A boundary check that runs once a week is governance theater. A boundary check that runs in under a second becomes part of how the agent works. It can hit the schema, fail, adjust, hit the contract test, fail, adjust, and converge toward the boundary instead of toward its own explanation.

This is why the boring guardrails matter more now, not less: types, schemas, linters, architectural dependency rules, generated clients from contracts, database constraints, policy checks, small integration tests against real systems you own.

Those guardrails need provenance too. A lint rule added in the same branch to make that branch pass is not an independent check. A dependency rule that has protected the architecture for six months is. When implementations become cheap and rotate often, the durable constraints around them are the part worth keeping.

One scope note: everything above is about pre-merge verification. Production trust still has to accrue at runtime, through telemetry, tracing, and runtime contract checks. That is the other half of the discipline, and the manifesto is explicit that it lives outside its scope.

Why I care about this

I have spent a lot of time on testing tools and developer experience. When I built Suites, the motivation was the repetitive, inconsistent experience of unit testing in TypeScript dependency injection codebases. I still think good testing tools matter.

But working with agents made me aware of a layer that better tooling does not reach. A faster, smoother test-writing experience does not help if the same loop writes the implementation and decides what correct means. Faster testing is good. Faster circular validation is not.

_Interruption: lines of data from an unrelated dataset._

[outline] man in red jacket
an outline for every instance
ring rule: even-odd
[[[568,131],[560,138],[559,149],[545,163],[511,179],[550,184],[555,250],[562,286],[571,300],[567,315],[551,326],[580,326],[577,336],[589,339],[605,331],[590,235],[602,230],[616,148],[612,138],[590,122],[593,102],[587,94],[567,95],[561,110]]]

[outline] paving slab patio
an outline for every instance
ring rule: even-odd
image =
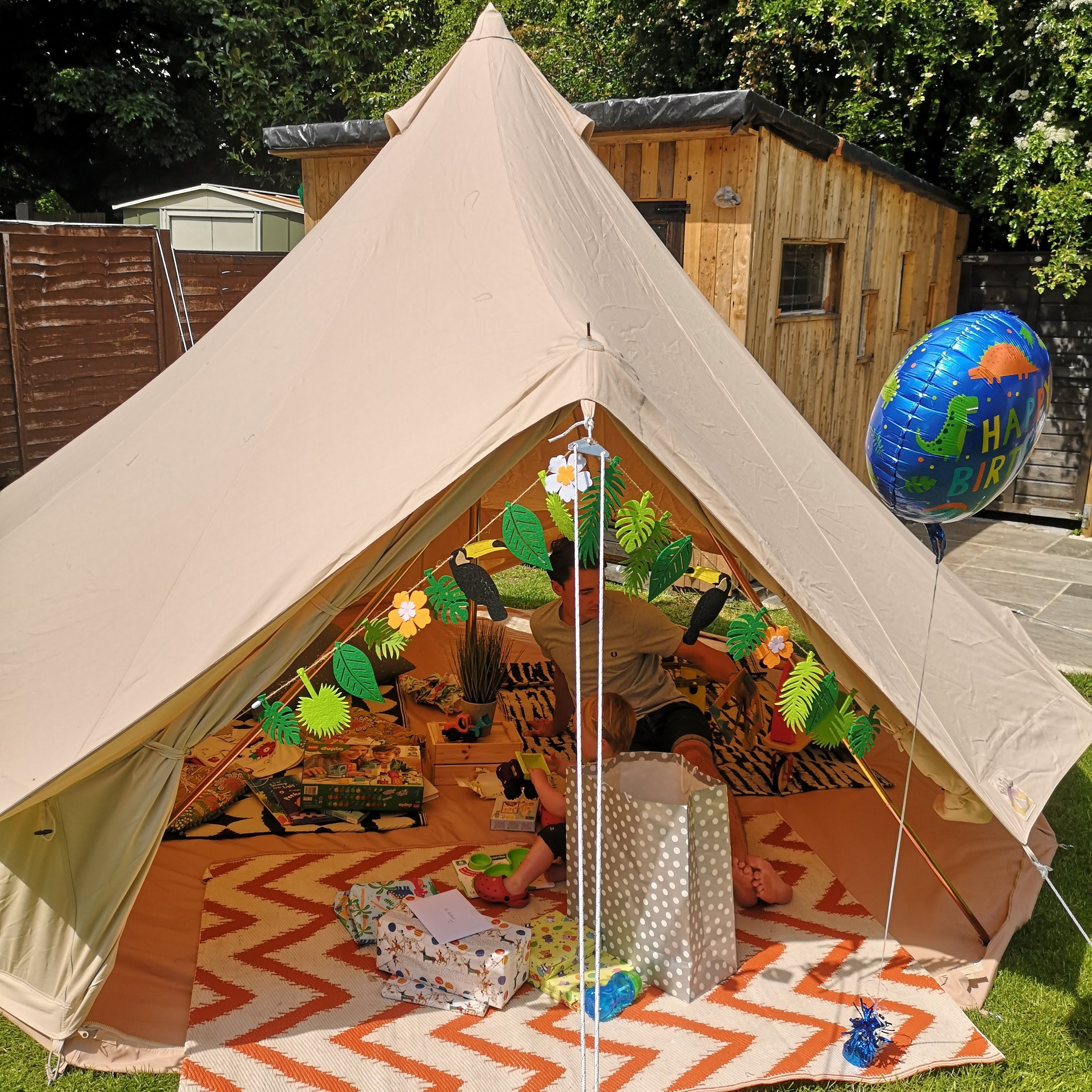
[[[928,542],[921,523],[907,526]],[[945,565],[1016,612],[1059,669],[1092,672],[1092,538],[1061,527],[972,518],[945,527]]]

The habit I think we need is small to describe and harder to practice: before asking whether the generated code looks reasonable, ask what outside artifact it was made to satisfy.

Where this stands

Boundary-First Engineering is a short manifesto right now, not a framework and not a product. It argues for a handful of things:

  • Boundaries over internals
  • Real systems over stubs for what you own
  • What crosses the boundary over what happens inside it
  • Verification from outside the implementation loop over tests written from within it
  • Fast guardrails that agents can actually use

It is early, and I would rather it be argued with than agreed with quietly. If you work with AI agents, backend contracts, testing strategy, CI, or architecture rules, the parts of it that are wrong are most likely wrong in ways you would see first.

If the code can write itself, it is worth asking why we still let it grade itself.